In cyberspace, the world also needs to be moving on from the swashbuckling days. Internet criminals need to be hunted down in whichever corner of the Internet they lurk. Additionally, the concept that some countries could give free reign to local cyber-criminals, as long as they don’t terrorise their own countrymen/women, is an anathema in the 21st Century.

The long term solution has remained in my view a cyber version of the  UN Convention on the Law of the Sea. UCLOS is the international agreement, most recently updated in 1982 that governs behaviour by ships in international waters. Apart from other things the convention deals with acts of piracy committed in international waters.

In the same way, a similar international cybercrime convention could deal with acts where the victim was from for example the USA, the criminal from the Vatican and the offence committed on a server in South Korea.

It would seem that at the moment any move towards a UN convention has gone off the boil. A proposal was shot down in 2010 over disagreements around national sovereignty and human rights. As well, the European Union and USA  position was that a new treaty on cyber crime was not needed since the Council of Europe Convention on Cyber Crime had already been in place for 10 years and has been signed or ratified by 46 countries since  2001.

As I recently noted, wariness by both USA and China continues and means that any international agreement which includes Western countries and the BRICs will be a long time coming. China, Russia and other countries submitted a Document of International Code of Conduct for Information Security to the United Nations in 2011 which the USA seems to have dismissed out of hand.

A code of conduct is nice and the Council of Europe convention is a good start, but they need to be supported by some sort of international cyber ‘muscle’ in the long term.

However, all is not lost. In the meantime, working to coordinate the orderly organisations’ defences that I wrote about before, is a practical step that organisations and governments should be doing more of. This is the cyber equivalent of escorting ships through dangerous waters and passing them from one island of order to another.

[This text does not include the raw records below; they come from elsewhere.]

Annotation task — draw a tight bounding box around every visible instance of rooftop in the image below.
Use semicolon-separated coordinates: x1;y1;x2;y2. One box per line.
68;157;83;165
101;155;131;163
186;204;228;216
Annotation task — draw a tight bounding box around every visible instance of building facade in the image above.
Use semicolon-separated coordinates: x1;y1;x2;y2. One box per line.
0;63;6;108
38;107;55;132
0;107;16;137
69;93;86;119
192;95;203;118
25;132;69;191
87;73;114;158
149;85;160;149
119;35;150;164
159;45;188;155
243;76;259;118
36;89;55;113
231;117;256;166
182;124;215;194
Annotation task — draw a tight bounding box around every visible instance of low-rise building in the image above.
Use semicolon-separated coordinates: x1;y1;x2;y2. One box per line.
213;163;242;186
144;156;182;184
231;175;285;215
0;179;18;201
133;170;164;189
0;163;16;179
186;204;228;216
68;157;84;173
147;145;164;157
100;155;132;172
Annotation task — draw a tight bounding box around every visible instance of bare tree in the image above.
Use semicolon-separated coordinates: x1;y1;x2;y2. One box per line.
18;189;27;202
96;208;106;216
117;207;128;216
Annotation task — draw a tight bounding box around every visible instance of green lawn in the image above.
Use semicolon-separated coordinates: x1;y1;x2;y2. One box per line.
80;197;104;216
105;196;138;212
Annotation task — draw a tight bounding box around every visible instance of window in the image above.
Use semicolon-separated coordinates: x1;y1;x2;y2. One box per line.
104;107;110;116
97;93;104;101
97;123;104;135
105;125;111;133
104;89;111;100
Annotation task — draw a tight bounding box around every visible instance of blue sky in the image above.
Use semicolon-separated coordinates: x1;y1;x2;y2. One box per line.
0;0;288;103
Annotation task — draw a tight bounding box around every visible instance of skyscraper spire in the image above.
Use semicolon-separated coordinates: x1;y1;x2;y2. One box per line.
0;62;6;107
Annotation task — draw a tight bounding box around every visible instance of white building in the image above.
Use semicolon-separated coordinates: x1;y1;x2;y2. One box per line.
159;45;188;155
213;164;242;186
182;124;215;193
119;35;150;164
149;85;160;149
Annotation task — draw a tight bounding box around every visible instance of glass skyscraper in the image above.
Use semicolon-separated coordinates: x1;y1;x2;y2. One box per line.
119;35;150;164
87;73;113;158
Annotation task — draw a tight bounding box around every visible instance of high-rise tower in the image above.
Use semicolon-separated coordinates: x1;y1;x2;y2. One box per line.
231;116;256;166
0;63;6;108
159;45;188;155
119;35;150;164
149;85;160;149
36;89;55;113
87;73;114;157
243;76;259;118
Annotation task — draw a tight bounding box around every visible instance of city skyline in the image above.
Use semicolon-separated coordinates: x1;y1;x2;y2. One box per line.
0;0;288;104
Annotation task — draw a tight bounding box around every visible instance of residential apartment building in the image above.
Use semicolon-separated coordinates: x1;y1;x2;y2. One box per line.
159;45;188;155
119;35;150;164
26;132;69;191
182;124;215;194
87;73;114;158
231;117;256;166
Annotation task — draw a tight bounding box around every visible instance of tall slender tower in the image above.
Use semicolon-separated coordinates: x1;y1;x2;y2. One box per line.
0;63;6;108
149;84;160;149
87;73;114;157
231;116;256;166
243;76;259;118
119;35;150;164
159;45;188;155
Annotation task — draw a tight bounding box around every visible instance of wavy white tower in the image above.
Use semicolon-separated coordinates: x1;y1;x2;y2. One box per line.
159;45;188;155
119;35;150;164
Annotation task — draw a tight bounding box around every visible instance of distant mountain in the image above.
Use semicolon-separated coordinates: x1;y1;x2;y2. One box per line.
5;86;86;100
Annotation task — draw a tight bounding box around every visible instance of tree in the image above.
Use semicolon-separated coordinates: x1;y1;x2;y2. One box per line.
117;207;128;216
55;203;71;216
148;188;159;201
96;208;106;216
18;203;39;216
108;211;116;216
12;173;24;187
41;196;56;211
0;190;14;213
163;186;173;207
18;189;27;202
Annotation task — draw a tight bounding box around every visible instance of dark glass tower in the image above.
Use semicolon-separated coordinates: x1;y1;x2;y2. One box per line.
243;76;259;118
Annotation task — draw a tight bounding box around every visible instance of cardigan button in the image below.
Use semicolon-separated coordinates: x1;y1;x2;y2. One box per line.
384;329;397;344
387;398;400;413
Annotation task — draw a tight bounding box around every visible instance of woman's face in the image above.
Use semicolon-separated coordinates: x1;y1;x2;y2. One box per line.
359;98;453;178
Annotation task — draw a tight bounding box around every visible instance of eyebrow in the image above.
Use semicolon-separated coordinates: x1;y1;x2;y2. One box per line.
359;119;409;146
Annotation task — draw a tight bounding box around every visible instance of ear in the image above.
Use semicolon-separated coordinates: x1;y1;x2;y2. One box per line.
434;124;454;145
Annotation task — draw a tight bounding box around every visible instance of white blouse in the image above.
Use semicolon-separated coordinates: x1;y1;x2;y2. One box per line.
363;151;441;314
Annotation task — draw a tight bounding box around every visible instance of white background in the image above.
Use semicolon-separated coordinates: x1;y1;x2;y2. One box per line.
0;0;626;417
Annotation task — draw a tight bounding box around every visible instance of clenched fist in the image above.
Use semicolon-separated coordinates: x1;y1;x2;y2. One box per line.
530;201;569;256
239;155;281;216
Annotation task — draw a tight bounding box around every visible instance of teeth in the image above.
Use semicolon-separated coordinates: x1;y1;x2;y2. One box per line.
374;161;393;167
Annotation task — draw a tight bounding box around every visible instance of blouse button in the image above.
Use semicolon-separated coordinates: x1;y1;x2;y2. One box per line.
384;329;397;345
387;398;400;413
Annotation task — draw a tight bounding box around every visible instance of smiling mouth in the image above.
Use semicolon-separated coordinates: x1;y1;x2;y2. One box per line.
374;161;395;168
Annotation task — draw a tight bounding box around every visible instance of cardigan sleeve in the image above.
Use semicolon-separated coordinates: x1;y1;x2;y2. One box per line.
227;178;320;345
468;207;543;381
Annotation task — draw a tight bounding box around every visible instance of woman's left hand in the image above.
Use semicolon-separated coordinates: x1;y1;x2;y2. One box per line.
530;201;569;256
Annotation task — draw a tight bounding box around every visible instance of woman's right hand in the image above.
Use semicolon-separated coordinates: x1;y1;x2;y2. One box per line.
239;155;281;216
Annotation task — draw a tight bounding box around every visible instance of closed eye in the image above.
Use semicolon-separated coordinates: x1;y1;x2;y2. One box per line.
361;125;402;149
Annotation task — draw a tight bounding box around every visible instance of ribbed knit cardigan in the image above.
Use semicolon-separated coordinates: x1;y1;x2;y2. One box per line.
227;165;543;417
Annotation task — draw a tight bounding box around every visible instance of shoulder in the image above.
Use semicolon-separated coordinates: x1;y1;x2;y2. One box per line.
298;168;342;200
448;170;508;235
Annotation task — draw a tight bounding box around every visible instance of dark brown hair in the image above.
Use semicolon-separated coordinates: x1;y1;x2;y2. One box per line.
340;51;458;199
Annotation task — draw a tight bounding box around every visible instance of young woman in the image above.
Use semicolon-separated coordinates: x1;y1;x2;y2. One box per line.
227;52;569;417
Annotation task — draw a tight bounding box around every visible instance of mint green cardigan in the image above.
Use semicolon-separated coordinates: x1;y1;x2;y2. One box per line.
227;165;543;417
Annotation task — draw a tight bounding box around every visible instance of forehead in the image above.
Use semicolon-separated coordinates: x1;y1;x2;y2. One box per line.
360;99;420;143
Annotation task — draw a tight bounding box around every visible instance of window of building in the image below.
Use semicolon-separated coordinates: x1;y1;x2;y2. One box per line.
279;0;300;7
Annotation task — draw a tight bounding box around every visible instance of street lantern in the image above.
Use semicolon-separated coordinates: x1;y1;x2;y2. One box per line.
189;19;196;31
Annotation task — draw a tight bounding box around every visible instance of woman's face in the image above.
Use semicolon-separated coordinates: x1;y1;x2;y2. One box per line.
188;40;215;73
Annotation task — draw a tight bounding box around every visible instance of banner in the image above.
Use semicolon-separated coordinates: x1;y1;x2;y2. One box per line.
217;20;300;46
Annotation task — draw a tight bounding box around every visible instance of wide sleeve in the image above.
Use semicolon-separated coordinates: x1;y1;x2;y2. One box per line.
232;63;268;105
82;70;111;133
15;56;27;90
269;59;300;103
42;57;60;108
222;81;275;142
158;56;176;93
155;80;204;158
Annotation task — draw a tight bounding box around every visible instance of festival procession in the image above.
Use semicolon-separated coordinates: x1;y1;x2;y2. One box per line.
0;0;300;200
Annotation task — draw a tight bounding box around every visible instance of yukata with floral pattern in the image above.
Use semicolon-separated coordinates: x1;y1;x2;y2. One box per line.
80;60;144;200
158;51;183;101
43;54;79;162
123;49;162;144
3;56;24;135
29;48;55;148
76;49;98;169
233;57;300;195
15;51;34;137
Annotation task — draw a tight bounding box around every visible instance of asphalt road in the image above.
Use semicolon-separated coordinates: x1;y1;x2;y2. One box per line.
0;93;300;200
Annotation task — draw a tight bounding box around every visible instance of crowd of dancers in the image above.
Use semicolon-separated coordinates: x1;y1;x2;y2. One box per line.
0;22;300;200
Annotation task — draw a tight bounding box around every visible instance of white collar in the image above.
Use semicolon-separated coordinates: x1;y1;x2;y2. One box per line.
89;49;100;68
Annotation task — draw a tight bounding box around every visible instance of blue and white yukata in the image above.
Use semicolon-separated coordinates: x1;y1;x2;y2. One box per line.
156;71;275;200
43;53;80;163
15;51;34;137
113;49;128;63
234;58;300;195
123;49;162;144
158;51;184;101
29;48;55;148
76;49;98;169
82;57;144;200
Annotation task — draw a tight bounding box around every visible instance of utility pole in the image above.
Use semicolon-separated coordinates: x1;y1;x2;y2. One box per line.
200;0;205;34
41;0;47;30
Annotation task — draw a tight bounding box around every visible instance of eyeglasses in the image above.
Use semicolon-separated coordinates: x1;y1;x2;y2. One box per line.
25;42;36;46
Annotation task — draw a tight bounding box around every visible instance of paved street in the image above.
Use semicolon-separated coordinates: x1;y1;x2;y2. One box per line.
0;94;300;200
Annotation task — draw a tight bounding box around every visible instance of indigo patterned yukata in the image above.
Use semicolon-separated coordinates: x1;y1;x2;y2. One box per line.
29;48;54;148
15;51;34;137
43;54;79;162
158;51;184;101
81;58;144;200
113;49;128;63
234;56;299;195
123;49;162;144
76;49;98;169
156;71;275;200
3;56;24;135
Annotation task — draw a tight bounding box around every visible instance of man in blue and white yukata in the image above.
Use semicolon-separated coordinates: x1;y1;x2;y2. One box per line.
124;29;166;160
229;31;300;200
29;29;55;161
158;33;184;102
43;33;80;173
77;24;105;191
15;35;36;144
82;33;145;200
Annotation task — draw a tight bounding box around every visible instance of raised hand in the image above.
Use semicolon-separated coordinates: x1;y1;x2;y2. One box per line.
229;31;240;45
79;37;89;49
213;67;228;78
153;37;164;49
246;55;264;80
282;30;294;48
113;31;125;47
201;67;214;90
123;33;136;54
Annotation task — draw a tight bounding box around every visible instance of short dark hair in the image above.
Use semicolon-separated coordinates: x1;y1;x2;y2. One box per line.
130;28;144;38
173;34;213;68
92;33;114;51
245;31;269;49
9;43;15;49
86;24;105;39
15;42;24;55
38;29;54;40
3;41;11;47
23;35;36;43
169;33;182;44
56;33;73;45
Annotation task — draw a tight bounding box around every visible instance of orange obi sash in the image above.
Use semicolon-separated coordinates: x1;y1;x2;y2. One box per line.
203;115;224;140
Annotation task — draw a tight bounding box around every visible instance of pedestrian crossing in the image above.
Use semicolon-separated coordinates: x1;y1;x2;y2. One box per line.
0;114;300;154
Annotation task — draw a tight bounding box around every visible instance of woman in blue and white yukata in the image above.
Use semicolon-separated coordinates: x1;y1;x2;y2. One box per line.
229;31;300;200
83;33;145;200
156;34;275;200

There’s a good reason for this, and here’s the resilience message. The cyber-security of an organisation does not begin and end at their firewall or outer perimeter. Whilst in most cases an organisation cannot force other organisations to which it is connected to change, it can maintain vigilance over areas outside its direct sphere of control. This then allows the organisation more time to adapt to its changing environment and of course, a chain is only a strong as its weakest link.

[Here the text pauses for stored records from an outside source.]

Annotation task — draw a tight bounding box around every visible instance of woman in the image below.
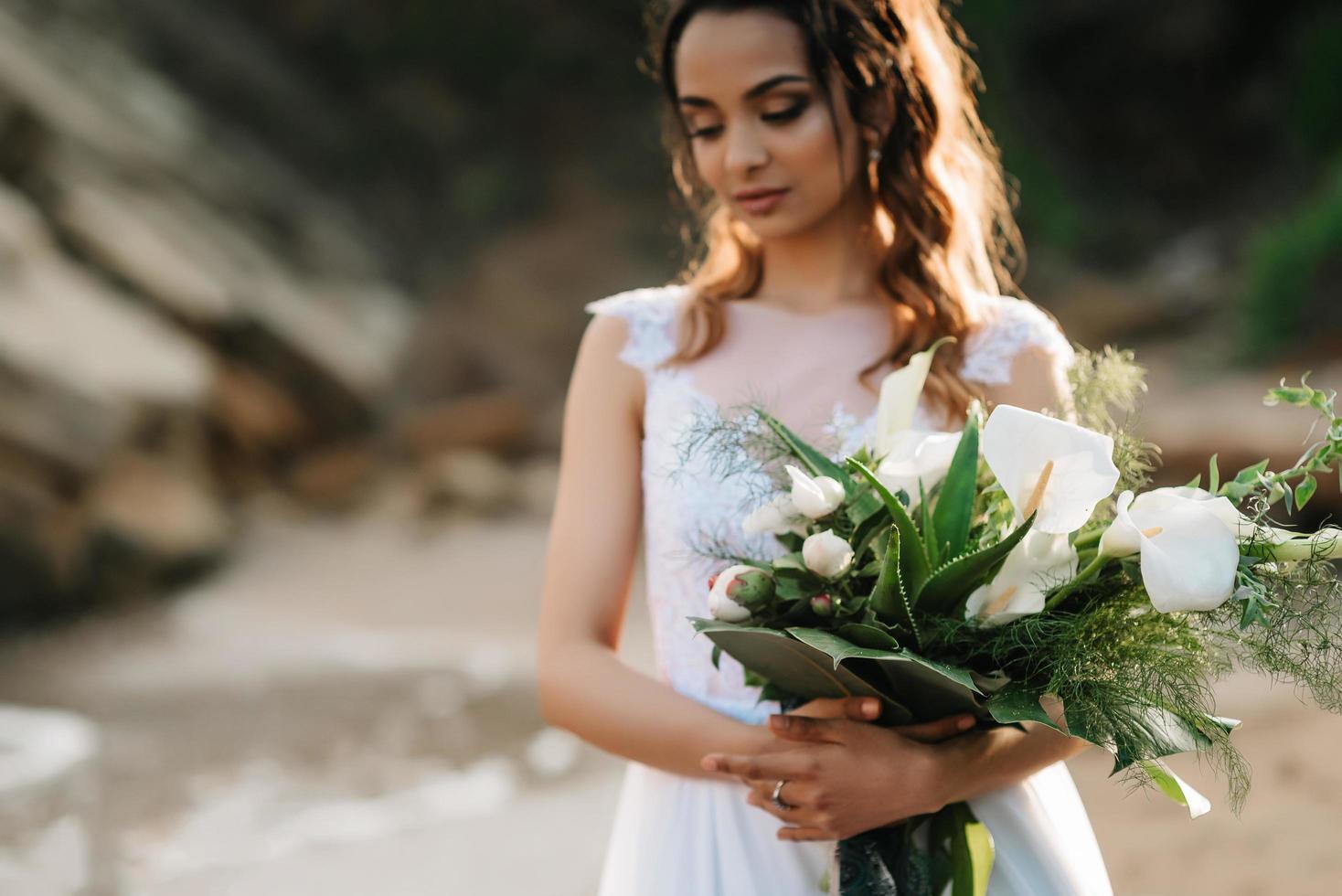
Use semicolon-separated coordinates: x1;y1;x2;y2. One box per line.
538;0;1110;896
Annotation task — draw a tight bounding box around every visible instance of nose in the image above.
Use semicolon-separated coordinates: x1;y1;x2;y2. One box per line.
723;123;769;177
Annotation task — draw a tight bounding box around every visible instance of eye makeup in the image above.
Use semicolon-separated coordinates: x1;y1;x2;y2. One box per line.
686;97;811;138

The other step to be taken is to help emerging nations and organisations with poor online security to improve their cyber-defences. If the first step was like escorting ships between the orderly islands, this second step is the equivalent of helping nearby islands to improve their battlements so that the pirates don’t take over and then attack us! This work has been going on for some time. I chaired a number of seminars on cyber security and the need for computer emergency response teams for the APEC telecommunication and information working group which began this work in 2003 and this has been carried on by a number of countries around the world in fits and starts, but we need more.